The length of the array N is at the scale of 10^4, so there is no way that we can pass the tests with O(N^2) time complexity. So let’s try O(N).

The plan here is to walk the array, while keeping in mind how far we can reach at the current location.

Everytime you jump to a new location, there is a possibility that you can jump farther, because that location might give you a larger number. So what we do here is to update our current farthest location, and then walk to the next location.
If we are trying to walk over the currently memorized farthest location, then the game is over, i.e., you can’t jump to the end.

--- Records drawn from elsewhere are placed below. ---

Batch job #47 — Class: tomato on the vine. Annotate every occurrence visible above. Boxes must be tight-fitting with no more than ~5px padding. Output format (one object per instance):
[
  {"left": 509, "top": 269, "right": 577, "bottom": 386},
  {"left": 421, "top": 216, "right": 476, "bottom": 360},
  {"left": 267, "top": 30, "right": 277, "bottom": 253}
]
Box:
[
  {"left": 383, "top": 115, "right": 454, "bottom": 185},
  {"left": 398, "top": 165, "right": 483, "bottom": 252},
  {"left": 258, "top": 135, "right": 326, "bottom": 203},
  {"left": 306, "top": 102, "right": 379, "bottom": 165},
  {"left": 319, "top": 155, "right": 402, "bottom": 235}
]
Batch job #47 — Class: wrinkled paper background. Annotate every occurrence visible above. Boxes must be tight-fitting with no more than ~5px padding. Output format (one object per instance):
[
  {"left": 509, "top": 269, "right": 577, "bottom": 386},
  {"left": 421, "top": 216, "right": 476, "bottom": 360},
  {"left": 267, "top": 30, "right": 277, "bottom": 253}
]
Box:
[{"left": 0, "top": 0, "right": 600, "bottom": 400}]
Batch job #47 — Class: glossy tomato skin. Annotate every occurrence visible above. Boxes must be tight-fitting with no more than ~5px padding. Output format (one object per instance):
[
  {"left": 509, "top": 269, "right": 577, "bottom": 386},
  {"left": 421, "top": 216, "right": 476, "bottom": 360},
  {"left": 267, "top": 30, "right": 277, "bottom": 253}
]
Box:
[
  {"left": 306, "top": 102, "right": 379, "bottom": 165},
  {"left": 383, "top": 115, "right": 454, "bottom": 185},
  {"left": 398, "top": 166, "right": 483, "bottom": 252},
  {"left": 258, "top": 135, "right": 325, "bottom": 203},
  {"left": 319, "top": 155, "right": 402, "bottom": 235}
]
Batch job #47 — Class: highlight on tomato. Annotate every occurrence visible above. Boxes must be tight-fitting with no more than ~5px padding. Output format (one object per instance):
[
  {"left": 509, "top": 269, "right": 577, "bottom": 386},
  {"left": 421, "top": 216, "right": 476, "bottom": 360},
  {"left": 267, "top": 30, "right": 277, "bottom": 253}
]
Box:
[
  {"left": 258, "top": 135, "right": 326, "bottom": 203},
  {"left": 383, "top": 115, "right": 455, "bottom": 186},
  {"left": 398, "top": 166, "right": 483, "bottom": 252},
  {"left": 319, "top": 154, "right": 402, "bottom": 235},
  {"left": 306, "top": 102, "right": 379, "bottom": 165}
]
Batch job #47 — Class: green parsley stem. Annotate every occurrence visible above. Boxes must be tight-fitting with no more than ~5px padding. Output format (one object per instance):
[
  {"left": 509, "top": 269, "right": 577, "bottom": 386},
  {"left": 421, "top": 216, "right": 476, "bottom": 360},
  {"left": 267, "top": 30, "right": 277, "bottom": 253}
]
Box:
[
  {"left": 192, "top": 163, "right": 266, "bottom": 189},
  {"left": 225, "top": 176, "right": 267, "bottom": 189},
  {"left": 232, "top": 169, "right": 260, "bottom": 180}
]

Let’s jump through this example, [2,3,1,1,4]. Here’s the jumping process:

Current Location	Jump	Current Possible Farthest Location
0	2	2
1	3	4
2	1	4
3	1	4
4	4	8

which means we can jump to the end.

Another example is, [3,2,1,0,4]:

Current Location	Jump	Current Possible Farthest Location
0	3	3
1	2	3
2	1	3
3	0	3

when you jump to location 3, you can’t jump any more, because none of the previous location allow you to make such a jump. So in this example, you can’t jump to the end.

Time & Space Complexity

Assuming N is the size of the array, the time & space compelxities are:

Time complexity: O(N)
Space complexity: O(1)

Solution

class Solution {
public:
    bool canJump(vector<int>& nums) {
        int max_pos = 0;

        for (int i = 0; i <= max_pos; i++)
        {
            int new_pos = nums[i] + i;
            if (max_pos < new_pos)
            {
                max_pos = new_pos;
                if (max_pos >= nums.size() - 1)
                    return true;
            }
        }

        return max_pos >= nums.size() - 1;
    }
};